2024 Year-end GenAI Tooling Review

anelson December 31, 2024 #genai

I don’t normally spend any time on navel-gazing posts about tools that I use, to say nothing of year-end predictions. However I want to record the GenAI tooling I’m using at the end of 2024 for my day to day software engineering work, mainly because it’s such a fast-moving field that I suspect it will be amusing to revisit this in a year or five and marvel at how primitive our lives were. At the same time, I’m also curious to see how some of my predictions about the future of the field hold up over time.

With that preamble out of the way, on to the listicle:

GenAI Tooling I’m Using Daily

Cursor

I’m not exactly on the cutting edge with this one. I don’t recall when I discovered Cursor; sometime earlier in 2024 on a Hackernews thread, most likely. I did an eval of an early version and found it to be an incremental improvement on the prevailing GenAI dev workflow at the time, which was copy-pasting code from Claude and then copy-pasting compiler errors and program output back into Claude when something went wrong.

However, what has changed recently, and what leads me to gladly pay the $20/mo for Cursor, is the new “agent” feature in Composer. “Agentic” is the hotness right now, to the point that if your AI ~~grift~~ startup doesn’t have an agentic story then you’re not going to be taken seriously. In Cursor’s case the agentic features are pretty simple, but they also unlock a more productive way of working with LLMs. Cursor can now not only make changes to code files as part of conversations in Composer, but it can run commands in the shell (subject to user approval) and see the results automatically. It sounds like a small thing, something you can already do by copy-pasting between Claude or ChatGPT and existing tools, but for me it’s removed annoying friction and lets me use existing tooling to help the LLM correct its inevitable hallucinations and screw-ups.

Now that this feature is available, it’s more important than ever to have tooling in place like static analysis tools and automated test suites. I can tell Cursor to write some bit of code, and then tell it to run the tests or run a linter, knowing that this will surface a lot of the typical LLM fuckups that I’ve come to expect when programming with GenAI. It’s not perfect of course, but when it works I can almost mindlessly Command-Enter repeatedly to approve the model’s various flights of fancy and let it figure out the details as it runs afoul of clippy or a test or the compiler itself.

It’s become a cliche at this point to characterize current SOTA LLMs as eager, tireless, but often incompetent junior developers. That goes double now, when using the agent feature. Just like you would harden a repo against the well-intended predations of junior devs with branch protection and a bunch of checks in the CI system, that same effort pays dividends when using LLMs. Today, the agent workflow in Cursor is interactive, but companies are already starting to sell junior dev AI services that operate entirely in the background on a Github issue, potentially coming back hours later with a PR. The more you can automate checking the work of the LLM with existing tooling, the more likely these tools (well, future iterations of them anyway; right now they’re still pretty raw) will be able to provide some value.

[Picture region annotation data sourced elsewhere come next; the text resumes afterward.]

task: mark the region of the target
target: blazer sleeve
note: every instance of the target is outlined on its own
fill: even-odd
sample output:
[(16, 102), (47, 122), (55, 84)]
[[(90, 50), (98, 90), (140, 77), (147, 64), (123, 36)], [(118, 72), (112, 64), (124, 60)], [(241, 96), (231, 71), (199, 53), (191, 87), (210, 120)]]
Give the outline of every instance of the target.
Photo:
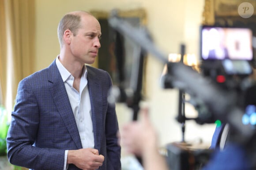
[(16, 104), (7, 137), (8, 157), (14, 165), (33, 169), (61, 170), (64, 150), (34, 146), (39, 121), (39, 108), (31, 80), (19, 83)]

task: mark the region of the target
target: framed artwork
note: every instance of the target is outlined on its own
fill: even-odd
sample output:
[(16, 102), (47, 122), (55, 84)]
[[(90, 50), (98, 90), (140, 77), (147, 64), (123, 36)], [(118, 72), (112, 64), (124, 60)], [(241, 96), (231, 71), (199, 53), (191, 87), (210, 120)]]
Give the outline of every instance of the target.
[[(245, 3), (245, 5), (240, 6)], [(247, 18), (241, 17), (240, 13), (245, 14), (249, 11), (248, 9), (251, 10), (252, 15)], [(255, 0), (205, 0), (203, 25), (254, 25), (256, 18)]]
[[(143, 9), (125, 11), (117, 10), (117, 11), (119, 17), (132, 26), (139, 27), (146, 26), (146, 14)], [(135, 46), (134, 43), (118, 34), (109, 25), (108, 20), (110, 15), (110, 11), (92, 11), (90, 12), (99, 21), (102, 34), (101, 47), (99, 49), (98, 60), (94, 66), (107, 71), (112, 79), (114, 85), (118, 85), (122, 80), (124, 80), (122, 83), (125, 84), (125, 87), (128, 87), (129, 83), (132, 81), (131, 77), (132, 66), (134, 64), (133, 60), (134, 52), (136, 47)], [(118, 68), (117, 63), (119, 62), (120, 55), (122, 56), (124, 65), (122, 68)], [(145, 75), (146, 62), (147, 60), (144, 60), (143, 76)], [(124, 75), (120, 75), (120, 69), (123, 69)], [(143, 82), (144, 82), (145, 76), (143, 76)], [(144, 90), (145, 87), (143, 87), (143, 91)]]

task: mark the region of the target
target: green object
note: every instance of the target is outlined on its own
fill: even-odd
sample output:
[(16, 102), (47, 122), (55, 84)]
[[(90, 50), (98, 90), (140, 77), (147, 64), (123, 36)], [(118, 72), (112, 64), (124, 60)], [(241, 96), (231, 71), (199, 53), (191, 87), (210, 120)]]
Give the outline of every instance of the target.
[(215, 124), (217, 127), (218, 127), (221, 126), (221, 121), (219, 120), (217, 120), (215, 121)]
[(7, 110), (0, 106), (0, 155), (7, 154), (6, 137), (9, 124)]

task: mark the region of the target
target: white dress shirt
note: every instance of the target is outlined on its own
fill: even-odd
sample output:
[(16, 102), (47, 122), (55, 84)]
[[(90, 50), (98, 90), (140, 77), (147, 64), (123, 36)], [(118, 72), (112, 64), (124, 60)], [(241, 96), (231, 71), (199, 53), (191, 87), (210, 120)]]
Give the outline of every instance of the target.
[[(74, 76), (64, 67), (58, 58), (59, 56), (56, 58), (56, 65), (66, 87), (77, 125), (83, 148), (94, 148), (94, 136), (86, 67), (85, 65), (83, 69), (80, 80), (79, 92), (73, 87)], [(68, 150), (65, 152), (64, 170), (68, 169), (68, 166), (66, 166), (68, 152)]]

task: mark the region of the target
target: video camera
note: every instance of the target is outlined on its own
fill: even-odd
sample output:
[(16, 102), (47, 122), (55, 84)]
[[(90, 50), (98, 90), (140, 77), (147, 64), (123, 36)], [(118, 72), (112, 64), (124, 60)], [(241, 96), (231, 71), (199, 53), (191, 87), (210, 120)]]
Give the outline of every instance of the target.
[[(255, 134), (256, 80), (250, 77), (253, 71), (251, 63), (253, 60), (254, 52), (252, 29), (248, 28), (202, 25), (200, 29), (200, 35), (199, 48), (201, 60), (200, 74), (204, 78), (203, 81), (208, 81), (208, 84), (218, 89), (216, 92), (220, 93), (215, 94), (211, 88), (207, 89), (200, 85), (207, 85), (206, 83), (198, 83), (199, 88), (202, 87), (200, 90), (203, 93), (208, 93), (209, 97), (212, 97), (211, 102), (213, 104), (211, 105), (207, 104), (206, 101), (209, 99), (205, 98), (206, 100), (202, 100), (202, 98), (198, 96), (199, 93), (195, 93), (195, 90), (189, 91), (189, 87), (184, 88), (192, 95), (192, 99), (190, 101), (185, 101), (184, 98), (180, 99), (179, 108), (184, 107), (185, 102), (189, 102), (197, 110), (198, 116), (196, 118), (186, 117), (183, 109), (181, 110), (183, 112), (179, 111), (177, 120), (184, 123), (185, 120), (194, 119), (200, 124), (218, 121), (223, 126), (223, 124), (232, 122), (232, 119), (237, 119), (237, 120), (240, 122), (233, 123), (233, 125), (243, 124), (248, 126), (252, 131), (254, 131), (252, 133)], [(173, 64), (170, 64), (170, 70), (173, 66)], [(174, 86), (172, 72), (169, 73), (166, 75), (164, 83), (165, 88), (173, 88)], [(200, 79), (198, 80), (199, 82), (200, 81)], [(193, 85), (192, 83), (192, 85)], [(224, 99), (222, 97), (226, 95), (226, 101), (223, 100), (221, 102), (224, 102), (227, 106), (230, 105), (229, 107), (230, 108), (235, 105), (244, 112), (235, 116), (235, 112), (231, 111), (232, 113), (227, 116), (230, 110), (227, 109), (222, 112), (223, 110), (216, 109), (220, 106), (218, 98)], [(228, 118), (229, 116), (230, 117)], [(233, 117), (232, 118), (232, 116)], [(241, 127), (243, 125), (240, 126)], [(237, 129), (233, 127), (230, 130), (232, 135), (230, 135), (231, 136), (229, 140), (243, 143), (238, 139), (242, 137), (241, 134), (237, 135)], [(247, 143), (250, 143), (250, 146), (253, 146), (254, 142), (252, 141), (255, 141), (252, 140)], [(252, 151), (251, 153), (255, 152), (253, 148), (250, 147), (251, 152)], [(169, 144), (166, 145), (166, 149), (167, 161), (169, 166), (172, 170), (177, 170), (200, 169), (207, 163), (213, 152), (211, 149), (193, 149), (186, 142)], [(252, 157), (255, 158), (255, 153), (253, 155)]]
[[(191, 98), (193, 99), (192, 103), (194, 104), (196, 109), (200, 111), (198, 117), (188, 119), (194, 119), (199, 124), (213, 123), (217, 119), (222, 123), (228, 123), (230, 129), (234, 132), (236, 142), (244, 145), (252, 142), (253, 143), (253, 141), (256, 137), (255, 125), (253, 121), (252, 123), (247, 123), (242, 122), (245, 109), (241, 106), (244, 105), (244, 103), (239, 103), (240, 98), (244, 98), (240, 96), (240, 92), (244, 92), (246, 91), (245, 89), (253, 86), (252, 85), (253, 83), (250, 83), (249, 79), (247, 79), (252, 72), (249, 64), (250, 60), (253, 58), (252, 50), (251, 48), (252, 37), (248, 36), (248, 35), (252, 36), (251, 32), (248, 33), (245, 31), (245, 34), (242, 34), (246, 35), (248, 38), (247, 43), (249, 43), (246, 45), (249, 45), (248, 48), (249, 51), (248, 51), (248, 54), (240, 56), (246, 57), (245, 58), (238, 58), (237, 57), (239, 55), (237, 55), (238, 53), (236, 54), (237, 55), (235, 54), (237, 53), (237, 51), (243, 49), (243, 51), (244, 49), (244, 41), (237, 42), (239, 40), (234, 41), (235, 47), (233, 47), (232, 48), (229, 46), (226, 47), (229, 48), (227, 50), (229, 53), (225, 52), (226, 51), (226, 50), (222, 52), (218, 51), (217, 54), (214, 57), (214, 55), (210, 55), (211, 53), (210, 51), (218, 50), (218, 48), (217, 46), (215, 49), (211, 46), (206, 46), (205, 40), (208, 39), (208, 42), (211, 42), (211, 40), (209, 40), (209, 37), (207, 37), (211, 33), (209, 32), (209, 30), (211, 28), (218, 29), (214, 26), (211, 28), (203, 26), (201, 29), (201, 35), (203, 39), (201, 39), (200, 48), (203, 62), (201, 65), (201, 73), (199, 73), (181, 62), (169, 62), (166, 59), (167, 55), (163, 54), (162, 51), (155, 47), (151, 40), (148, 38), (148, 33), (145, 32), (145, 30), (133, 27), (114, 13), (109, 18), (109, 22), (111, 27), (132, 40), (135, 44), (156, 57), (163, 64), (167, 64), (168, 72), (162, 79), (164, 87), (178, 88), (181, 91), (189, 94)], [(229, 28), (228, 29), (229, 30), (229, 29), (231, 29), (230, 33), (233, 34), (235, 29)], [(243, 28), (241, 29), (241, 30), (244, 30)], [(243, 31), (242, 32), (244, 32)], [(182, 56), (184, 54), (184, 48), (181, 48)], [(231, 51), (233, 53), (230, 53), (229, 50), (232, 49), (236, 50)], [(232, 54), (233, 55), (231, 55)], [(242, 53), (239, 54), (242, 54)], [(234, 57), (236, 58), (233, 58)], [(236, 83), (233, 83), (233, 82)], [(136, 104), (137, 104), (138, 101), (136, 101)], [(237, 105), (238, 103), (239, 105)], [(202, 109), (202, 106), (207, 109)], [(248, 117), (249, 117), (248, 119), (252, 118), (252, 119), (253, 119), (253, 109), (248, 110), (250, 110), (250, 113), (246, 113)], [(203, 112), (201, 112), (202, 110)], [(187, 119), (184, 115), (183, 116), (183, 118)], [(198, 165), (202, 165), (202, 161), (204, 164), (206, 163), (208, 160), (210, 153), (207, 152), (208, 151), (211, 152), (209, 150), (202, 152), (188, 150), (182, 145), (171, 145), (169, 146), (169, 148), (167, 148), (168, 151), (166, 158), (167, 162), (170, 163), (171, 169), (174, 170), (191, 169), (192, 163), (194, 164), (194, 167), (200, 168), (200, 166)]]

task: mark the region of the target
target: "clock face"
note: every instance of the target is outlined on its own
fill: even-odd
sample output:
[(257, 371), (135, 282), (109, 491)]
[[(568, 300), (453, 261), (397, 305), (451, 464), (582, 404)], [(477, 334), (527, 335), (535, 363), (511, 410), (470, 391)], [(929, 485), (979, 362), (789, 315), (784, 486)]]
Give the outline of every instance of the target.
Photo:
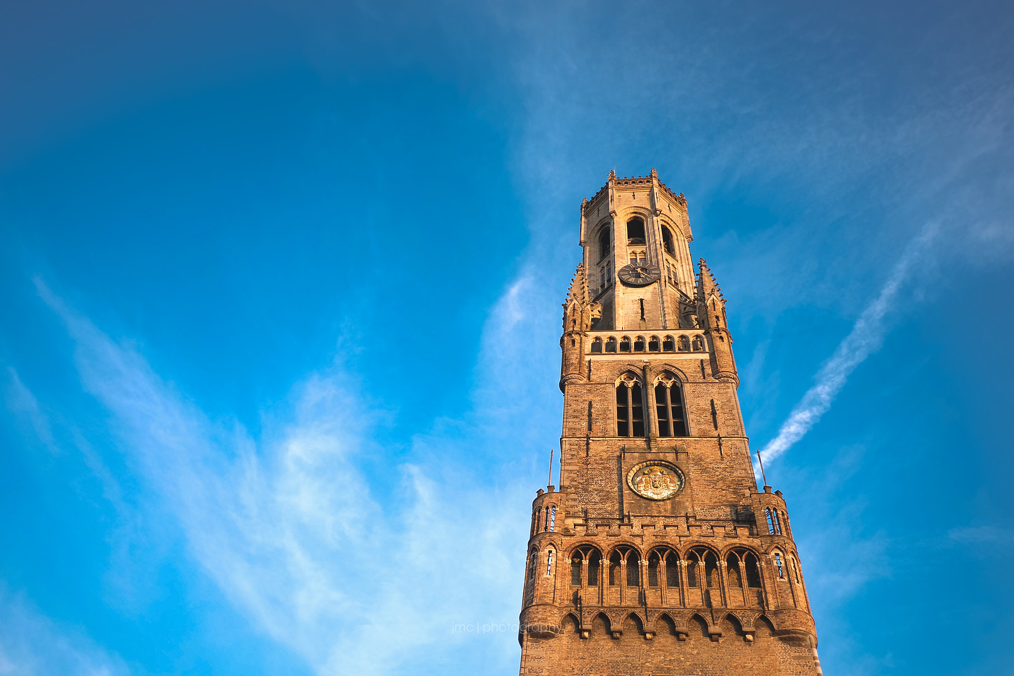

Speaking of cliches, another one is that the use of Cursor to help take on unfamiliar tasks, languages or frameworks empowers one to take on work that otherwise would be too time-consuming or intimidating. I can confirm this as well. My preferred language today is Rust, which I know very well (and which LLMs generally don’t know very well, presumably due to lack of training data). However, sometimes as punishment for sins I must have committed in a past life, I need to work with languages that aren’t Rust. Most recently Python. Being able to have the LLM guide me through the subtleties of the language and which packages are available for what tasks is a huge unlock. The resulting code is not great in many cases, and I’m sure professional Python devs would cringe at my output, but this isn’t a shipping product it’s internal tooling and glue and such where getting something done matters a lot more than stylistic purity, and the LLM makes the difference in many cases between a quick-and-dirty script existing and helping get things done, and not having anything at all.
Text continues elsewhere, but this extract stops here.